On Sat, Jan 29, 2011 at 3:43 AM, Russell King - ARM Linux
<linux at arm.linux.org.uk> wrote:
> On Fri, Jan 28, 2011 at 06:57:19PM -0600, Matt Sealey wrote:
>> Puzzling over this again, is there some deep dark reason that if I
>> create kernel headers (headers_install or headers_check) for MX51
>> processors, or anything with a mach- AND a plat-, that the
>> plat-foo/include/mach/* headers are not copied into the header tree?
>
> headers_install does not install headers for building modules.  It
> installs headers for use by userspace - specifically your libc.  These
> headers purposely do not contain any platform specifics because those
> are not part of the userspace API.  They also have various kernel
> specific information stripped out of them.
>
> They are completely unsuitable for building anything kernel-related.
>
>> As a quick example, build any external module (compat-wireless is a
>> good example) or libc against the headers alone and not the full
>> source and they will complain about asm/memory.h trying to include
>> mach/memory.h which does not exist.
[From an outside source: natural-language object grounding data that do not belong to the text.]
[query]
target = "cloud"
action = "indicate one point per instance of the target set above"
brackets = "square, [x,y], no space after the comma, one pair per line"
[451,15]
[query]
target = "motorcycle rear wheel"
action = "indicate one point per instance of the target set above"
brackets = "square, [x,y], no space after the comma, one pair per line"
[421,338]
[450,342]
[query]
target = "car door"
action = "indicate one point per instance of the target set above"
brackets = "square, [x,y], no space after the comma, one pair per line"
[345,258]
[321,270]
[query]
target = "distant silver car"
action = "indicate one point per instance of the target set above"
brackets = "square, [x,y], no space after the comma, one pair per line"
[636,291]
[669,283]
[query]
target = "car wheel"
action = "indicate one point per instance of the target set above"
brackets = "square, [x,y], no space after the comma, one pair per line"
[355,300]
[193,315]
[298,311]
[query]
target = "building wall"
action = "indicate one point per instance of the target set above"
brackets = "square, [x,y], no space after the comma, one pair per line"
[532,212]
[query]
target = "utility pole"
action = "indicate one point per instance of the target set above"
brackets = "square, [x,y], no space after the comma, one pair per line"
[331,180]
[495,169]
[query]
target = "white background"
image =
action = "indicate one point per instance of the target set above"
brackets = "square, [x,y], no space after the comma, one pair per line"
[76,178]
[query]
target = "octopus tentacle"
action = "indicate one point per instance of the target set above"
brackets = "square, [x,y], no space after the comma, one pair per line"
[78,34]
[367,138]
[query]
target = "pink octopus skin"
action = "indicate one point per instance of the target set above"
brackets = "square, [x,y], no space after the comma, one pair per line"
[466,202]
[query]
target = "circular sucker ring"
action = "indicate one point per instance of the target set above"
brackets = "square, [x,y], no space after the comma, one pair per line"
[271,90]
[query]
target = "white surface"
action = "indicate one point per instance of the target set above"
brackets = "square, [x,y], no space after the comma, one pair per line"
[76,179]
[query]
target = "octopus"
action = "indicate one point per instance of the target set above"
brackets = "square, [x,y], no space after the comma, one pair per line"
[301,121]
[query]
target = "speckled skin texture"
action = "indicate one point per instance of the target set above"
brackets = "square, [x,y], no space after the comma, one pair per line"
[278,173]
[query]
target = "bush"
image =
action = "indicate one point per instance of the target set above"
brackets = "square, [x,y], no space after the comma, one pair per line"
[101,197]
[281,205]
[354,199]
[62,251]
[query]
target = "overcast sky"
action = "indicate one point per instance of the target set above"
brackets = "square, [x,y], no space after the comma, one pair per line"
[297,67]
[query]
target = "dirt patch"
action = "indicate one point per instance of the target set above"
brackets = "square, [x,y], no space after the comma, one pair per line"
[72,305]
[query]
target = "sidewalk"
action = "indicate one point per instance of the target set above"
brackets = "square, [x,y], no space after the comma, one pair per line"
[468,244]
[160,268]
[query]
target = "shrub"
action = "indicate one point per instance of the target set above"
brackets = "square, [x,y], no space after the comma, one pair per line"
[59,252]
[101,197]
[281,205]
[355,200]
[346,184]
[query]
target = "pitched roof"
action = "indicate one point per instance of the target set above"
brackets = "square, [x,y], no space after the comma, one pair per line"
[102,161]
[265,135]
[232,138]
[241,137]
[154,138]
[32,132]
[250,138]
Doing a little hack to copy those
>> files across absolutely fixes it.
>
> asm/memory.h is not part of headers_install.
>
>> I know there is a weirdness here: the root arch/arm/Kconfig in my tree
>> includes plat-mxc/Kconfig which includes mach-mx5/Kconfig. This is how
>> the magic happens, but I can't find any magic that modifies the
>> include paths to pick includes from these directories in the first
>> place. They don't seem symlinked into the asm-arm/mach directory on a
>> kernel build.
>
> We don't use symlinks anymore when dealing with header file directories.
>
> You can only build modules against the kernel source.  Building external
> modules is documented in Documentation/kbuild/modules.txt.  This requires
> more than just the kernel headers - it requires a preconfigured kernel
> tree, which if you're using modversions, has already been built.